With artificial intelligence technology advancement across several sectors, semiconductors are at the "heart" of billions of products, ranging from smartphones, computers, data centers, household appliances, laptops, tablets, smart devices, vehicles, life-saving pharmaceutical devices, ATMs, agri-tech equipment, and more. We are living in a world where every industry is either enabled by or dependent on semiconductors. Digitization drives the ongoing need for more chips, assisted by the four superpowers of AI, ubiquitous computing, cloud-to-edge infrastructure, and pervasive connectivity.
But nowadays, the chip maker industry is facing a bit of whiplash, as the business has ricocheted from documented sales and profit during the chip shortage to what is looking more like a down cycle with every going week. Semiconductors has been a boom-bust business for the last many years, and the industry is in a bit of disarray at the moment: Companies up and down the chip food chain are in motion to adapt their businesses to speedily changing conditions. The Semiconductor Industry Association said Tuesday that the overall sale of July dropped by 2.3% to $49 billion in comparison with June. At an investor conference in New York Wednesday Intel CEO Pat Gelsinger stated that the company is now expecting annual revenue to be roughly $11 billion less than the annual revenue guidance of $76 billion it issued in April. Gelsinger addressed problems Intel had delivering on its promises; he said the destruction from Ukraine war-related fallout, China's COVID-19 lockdowns, and inflation in the U.S. are the three dominant factors behind the scene.

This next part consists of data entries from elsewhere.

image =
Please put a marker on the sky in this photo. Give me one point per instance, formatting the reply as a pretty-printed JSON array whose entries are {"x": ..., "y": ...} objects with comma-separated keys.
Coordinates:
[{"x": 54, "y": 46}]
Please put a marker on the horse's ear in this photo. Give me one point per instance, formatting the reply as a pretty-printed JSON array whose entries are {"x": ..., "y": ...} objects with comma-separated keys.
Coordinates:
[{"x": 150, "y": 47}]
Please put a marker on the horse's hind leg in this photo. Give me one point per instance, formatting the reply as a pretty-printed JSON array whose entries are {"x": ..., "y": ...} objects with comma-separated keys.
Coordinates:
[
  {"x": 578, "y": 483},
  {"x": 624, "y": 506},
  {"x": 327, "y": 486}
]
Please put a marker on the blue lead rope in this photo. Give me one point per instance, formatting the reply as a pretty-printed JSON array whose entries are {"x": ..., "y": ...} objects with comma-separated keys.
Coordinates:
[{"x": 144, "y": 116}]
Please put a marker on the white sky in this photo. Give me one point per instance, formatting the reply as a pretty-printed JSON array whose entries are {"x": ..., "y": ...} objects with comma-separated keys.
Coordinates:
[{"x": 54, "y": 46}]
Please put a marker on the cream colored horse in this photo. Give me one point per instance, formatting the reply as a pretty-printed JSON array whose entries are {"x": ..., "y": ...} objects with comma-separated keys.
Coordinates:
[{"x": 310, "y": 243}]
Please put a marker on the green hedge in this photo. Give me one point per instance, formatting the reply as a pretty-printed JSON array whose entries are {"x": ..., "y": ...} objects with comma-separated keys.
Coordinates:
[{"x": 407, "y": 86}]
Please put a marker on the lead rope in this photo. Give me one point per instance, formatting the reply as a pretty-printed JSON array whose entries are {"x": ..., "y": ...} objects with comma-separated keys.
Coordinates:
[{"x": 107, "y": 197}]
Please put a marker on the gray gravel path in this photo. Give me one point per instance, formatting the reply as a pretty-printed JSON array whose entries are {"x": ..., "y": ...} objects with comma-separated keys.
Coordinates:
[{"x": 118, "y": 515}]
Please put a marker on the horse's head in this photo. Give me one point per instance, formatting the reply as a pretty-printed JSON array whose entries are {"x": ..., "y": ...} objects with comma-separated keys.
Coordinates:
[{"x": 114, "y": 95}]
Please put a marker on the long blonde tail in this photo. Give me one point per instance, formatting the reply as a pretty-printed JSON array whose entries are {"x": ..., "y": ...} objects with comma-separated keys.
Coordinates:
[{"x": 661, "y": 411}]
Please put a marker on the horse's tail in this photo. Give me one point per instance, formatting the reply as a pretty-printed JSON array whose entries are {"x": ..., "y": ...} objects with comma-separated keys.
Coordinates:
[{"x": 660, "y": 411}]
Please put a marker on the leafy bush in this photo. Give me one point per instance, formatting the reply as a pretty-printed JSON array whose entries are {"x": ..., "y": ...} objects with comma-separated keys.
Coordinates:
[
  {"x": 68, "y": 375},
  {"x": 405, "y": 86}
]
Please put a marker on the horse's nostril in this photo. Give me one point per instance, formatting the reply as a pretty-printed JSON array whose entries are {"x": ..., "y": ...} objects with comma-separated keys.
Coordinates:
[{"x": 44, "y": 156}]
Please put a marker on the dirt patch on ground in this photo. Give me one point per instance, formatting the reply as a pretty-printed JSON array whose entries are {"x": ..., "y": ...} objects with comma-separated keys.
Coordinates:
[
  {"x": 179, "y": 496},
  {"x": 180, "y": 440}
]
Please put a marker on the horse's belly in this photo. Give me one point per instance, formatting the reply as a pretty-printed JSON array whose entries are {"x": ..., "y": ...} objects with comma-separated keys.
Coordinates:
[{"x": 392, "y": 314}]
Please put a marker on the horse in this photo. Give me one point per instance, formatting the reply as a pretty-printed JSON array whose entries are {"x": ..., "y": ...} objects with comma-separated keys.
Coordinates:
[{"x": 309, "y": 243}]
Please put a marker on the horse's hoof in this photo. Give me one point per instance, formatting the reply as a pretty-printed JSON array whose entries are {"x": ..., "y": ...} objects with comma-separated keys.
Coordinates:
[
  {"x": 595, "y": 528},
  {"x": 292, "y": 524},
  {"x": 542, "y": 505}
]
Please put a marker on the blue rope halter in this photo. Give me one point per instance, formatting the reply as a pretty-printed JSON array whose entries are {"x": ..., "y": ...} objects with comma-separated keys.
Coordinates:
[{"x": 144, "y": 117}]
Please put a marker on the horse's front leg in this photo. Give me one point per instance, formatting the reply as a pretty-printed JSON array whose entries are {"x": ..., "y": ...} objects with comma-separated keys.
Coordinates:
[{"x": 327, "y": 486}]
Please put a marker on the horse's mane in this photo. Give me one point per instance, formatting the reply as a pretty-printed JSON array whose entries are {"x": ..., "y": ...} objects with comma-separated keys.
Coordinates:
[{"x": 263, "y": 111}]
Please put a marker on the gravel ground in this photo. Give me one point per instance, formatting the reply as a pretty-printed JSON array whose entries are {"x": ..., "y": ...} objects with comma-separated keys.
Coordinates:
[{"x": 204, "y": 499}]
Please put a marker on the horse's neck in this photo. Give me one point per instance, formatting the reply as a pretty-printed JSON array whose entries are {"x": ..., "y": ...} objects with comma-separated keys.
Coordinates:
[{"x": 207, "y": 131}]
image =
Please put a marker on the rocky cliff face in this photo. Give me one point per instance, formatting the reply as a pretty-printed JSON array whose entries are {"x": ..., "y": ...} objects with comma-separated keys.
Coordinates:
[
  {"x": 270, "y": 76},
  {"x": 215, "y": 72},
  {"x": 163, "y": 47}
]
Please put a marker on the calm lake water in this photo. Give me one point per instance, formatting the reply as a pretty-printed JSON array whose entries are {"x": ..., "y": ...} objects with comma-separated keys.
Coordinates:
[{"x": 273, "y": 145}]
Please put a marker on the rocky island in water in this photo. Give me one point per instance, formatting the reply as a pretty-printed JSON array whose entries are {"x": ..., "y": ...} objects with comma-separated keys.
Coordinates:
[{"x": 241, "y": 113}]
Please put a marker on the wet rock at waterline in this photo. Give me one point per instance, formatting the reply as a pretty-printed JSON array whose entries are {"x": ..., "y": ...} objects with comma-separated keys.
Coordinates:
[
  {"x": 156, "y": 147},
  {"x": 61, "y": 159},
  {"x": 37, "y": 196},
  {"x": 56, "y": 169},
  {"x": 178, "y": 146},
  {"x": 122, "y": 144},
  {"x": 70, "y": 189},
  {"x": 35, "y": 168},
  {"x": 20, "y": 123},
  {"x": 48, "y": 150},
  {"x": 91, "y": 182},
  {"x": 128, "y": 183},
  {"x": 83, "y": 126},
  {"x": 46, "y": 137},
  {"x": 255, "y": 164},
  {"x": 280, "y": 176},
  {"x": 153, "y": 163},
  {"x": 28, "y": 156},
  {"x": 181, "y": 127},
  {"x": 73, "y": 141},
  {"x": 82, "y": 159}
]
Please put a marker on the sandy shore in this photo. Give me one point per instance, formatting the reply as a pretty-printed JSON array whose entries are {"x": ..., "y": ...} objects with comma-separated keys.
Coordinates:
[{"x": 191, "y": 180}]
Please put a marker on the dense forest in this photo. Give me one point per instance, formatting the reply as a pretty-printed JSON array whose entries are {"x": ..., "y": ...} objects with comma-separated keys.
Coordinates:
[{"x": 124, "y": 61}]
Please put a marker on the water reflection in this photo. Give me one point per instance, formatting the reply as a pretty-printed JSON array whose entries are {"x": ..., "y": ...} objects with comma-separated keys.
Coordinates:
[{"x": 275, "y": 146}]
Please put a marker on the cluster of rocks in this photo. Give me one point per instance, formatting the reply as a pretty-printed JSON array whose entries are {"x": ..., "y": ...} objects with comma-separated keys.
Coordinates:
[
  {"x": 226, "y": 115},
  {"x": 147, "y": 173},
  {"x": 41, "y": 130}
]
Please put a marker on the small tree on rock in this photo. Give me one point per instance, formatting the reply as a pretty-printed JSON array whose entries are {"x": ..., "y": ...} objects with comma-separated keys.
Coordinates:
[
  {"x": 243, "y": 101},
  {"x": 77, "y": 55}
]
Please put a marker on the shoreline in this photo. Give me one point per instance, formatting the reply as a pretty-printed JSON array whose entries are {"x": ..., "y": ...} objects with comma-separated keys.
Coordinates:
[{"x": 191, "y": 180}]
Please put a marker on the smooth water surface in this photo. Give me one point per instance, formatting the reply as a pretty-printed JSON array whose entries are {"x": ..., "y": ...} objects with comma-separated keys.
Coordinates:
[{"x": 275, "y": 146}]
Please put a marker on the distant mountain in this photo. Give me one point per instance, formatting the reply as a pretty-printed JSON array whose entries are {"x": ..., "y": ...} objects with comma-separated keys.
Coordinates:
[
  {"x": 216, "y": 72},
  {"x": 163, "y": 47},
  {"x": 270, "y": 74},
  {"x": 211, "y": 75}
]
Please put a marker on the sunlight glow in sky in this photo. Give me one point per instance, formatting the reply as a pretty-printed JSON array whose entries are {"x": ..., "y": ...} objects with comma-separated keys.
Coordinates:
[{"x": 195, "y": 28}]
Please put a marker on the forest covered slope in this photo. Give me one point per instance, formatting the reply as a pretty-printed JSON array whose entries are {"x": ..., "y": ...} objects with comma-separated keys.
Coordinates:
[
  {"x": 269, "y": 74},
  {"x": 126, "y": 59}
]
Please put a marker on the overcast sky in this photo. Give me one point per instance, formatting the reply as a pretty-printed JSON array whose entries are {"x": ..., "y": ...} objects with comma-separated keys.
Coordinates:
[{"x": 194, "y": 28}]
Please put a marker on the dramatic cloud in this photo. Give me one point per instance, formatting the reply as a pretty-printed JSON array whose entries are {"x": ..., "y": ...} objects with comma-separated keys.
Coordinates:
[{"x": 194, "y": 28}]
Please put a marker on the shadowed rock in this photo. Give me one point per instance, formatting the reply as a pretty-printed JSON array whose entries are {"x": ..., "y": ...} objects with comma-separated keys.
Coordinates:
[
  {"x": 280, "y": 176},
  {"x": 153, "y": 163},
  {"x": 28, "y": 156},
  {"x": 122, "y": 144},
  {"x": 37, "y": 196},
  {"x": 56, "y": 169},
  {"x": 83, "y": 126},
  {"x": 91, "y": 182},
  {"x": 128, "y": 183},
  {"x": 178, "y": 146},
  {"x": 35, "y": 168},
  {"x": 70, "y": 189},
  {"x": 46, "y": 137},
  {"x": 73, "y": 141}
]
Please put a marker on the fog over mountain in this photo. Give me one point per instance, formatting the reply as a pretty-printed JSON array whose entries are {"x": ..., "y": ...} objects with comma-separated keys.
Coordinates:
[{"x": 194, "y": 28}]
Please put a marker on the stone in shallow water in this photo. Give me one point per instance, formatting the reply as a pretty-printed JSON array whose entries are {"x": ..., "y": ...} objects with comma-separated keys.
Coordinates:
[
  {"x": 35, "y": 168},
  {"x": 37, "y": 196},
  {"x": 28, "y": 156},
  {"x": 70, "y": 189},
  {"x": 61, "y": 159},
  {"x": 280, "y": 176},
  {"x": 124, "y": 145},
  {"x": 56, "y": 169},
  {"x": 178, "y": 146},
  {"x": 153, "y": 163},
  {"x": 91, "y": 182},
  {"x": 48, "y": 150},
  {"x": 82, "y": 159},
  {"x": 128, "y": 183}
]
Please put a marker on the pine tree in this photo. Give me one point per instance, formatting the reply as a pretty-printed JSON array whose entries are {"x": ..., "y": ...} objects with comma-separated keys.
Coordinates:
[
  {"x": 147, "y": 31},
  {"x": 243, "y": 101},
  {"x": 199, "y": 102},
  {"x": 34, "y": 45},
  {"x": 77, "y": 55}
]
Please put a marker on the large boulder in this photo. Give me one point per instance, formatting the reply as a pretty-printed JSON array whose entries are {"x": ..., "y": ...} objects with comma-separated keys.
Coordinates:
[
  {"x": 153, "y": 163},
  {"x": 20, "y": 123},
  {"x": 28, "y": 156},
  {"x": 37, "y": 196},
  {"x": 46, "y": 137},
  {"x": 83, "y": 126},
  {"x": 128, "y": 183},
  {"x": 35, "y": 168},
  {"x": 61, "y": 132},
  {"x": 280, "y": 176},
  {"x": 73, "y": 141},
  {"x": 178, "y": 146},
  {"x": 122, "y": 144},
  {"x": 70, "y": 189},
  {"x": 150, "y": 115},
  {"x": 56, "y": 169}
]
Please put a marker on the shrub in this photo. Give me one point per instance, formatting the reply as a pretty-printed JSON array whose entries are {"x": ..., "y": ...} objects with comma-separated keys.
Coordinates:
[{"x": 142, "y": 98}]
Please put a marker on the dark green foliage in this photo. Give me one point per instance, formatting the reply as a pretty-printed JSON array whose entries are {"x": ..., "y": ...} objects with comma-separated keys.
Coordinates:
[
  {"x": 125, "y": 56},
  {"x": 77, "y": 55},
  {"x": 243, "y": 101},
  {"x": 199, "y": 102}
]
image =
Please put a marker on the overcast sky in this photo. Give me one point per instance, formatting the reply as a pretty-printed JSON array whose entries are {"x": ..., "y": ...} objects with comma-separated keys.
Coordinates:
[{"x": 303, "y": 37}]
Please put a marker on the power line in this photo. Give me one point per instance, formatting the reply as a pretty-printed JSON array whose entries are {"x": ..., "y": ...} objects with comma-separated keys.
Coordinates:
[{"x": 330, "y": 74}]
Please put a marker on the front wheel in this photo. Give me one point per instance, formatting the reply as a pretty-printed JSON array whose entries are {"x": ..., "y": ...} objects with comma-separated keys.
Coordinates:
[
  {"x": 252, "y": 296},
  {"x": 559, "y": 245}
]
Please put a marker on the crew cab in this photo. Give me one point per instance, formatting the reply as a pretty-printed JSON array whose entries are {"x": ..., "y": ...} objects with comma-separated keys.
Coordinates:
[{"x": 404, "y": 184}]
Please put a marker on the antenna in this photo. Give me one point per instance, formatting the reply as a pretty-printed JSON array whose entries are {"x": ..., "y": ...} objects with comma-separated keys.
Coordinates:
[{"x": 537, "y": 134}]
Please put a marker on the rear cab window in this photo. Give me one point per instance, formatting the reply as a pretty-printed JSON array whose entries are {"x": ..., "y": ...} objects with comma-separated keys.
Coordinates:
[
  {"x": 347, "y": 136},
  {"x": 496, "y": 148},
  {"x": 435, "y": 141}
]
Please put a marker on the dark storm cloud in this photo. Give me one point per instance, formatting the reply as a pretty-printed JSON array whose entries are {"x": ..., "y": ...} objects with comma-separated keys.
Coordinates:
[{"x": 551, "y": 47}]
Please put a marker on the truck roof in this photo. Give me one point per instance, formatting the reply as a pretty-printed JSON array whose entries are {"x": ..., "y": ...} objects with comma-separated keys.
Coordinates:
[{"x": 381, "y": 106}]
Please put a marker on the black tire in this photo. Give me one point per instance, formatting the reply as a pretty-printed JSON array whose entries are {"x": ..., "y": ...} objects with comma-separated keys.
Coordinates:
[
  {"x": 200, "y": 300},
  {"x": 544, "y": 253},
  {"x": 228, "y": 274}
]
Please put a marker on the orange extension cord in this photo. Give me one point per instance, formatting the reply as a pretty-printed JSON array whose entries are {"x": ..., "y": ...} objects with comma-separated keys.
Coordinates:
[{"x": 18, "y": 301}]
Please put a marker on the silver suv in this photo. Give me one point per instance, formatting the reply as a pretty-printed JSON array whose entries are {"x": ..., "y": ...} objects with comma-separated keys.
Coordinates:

The choppy market is running well beyond what Intel is experiencing. In a recent earnings call, Nvidia gave an alert of a tough third quarter, and Samsung warned of a tough finish to 2022. "Demand is down big time," mentioned Matt Murphy, CEO of data center chip maker Marvell, at another bank's conference Wednesday according to a transcript from Sentieo. "There's certainly churn, in each end market, let's be clear," Murphy said. "You've got what you've guided and talked about. And then underneath, it's like the duck going across the water." The arms dealers of the chip maker industry — the semiconductor manufacturing equipment makers ASML, Lam Research, and Applied Materials — are still facing difficulties to build enough machines.
"It's like a tale of two cities, frankly," Lam Research CFO Doug Bettinger announced at an investor conference Wednesday. "The end markets are starting to soften a little bit. But at the same time, the equipment sector is completely sold out and will be for the foreseeable future."
ASML, which exclusively develops the equipment needed to make the most advanced chips, is now gazing at lead times for new machines of over 18 months, the company's investor relations vice president, Skip Miller said. Its prior generation of tools, which are used to develop all but the most advanced chips, now has a lead time of more than a year. "It's just the reality of the fact that we have this still-continued gap in 2023, where demand, we've talked about being in the order of 40% above the supply line," he added.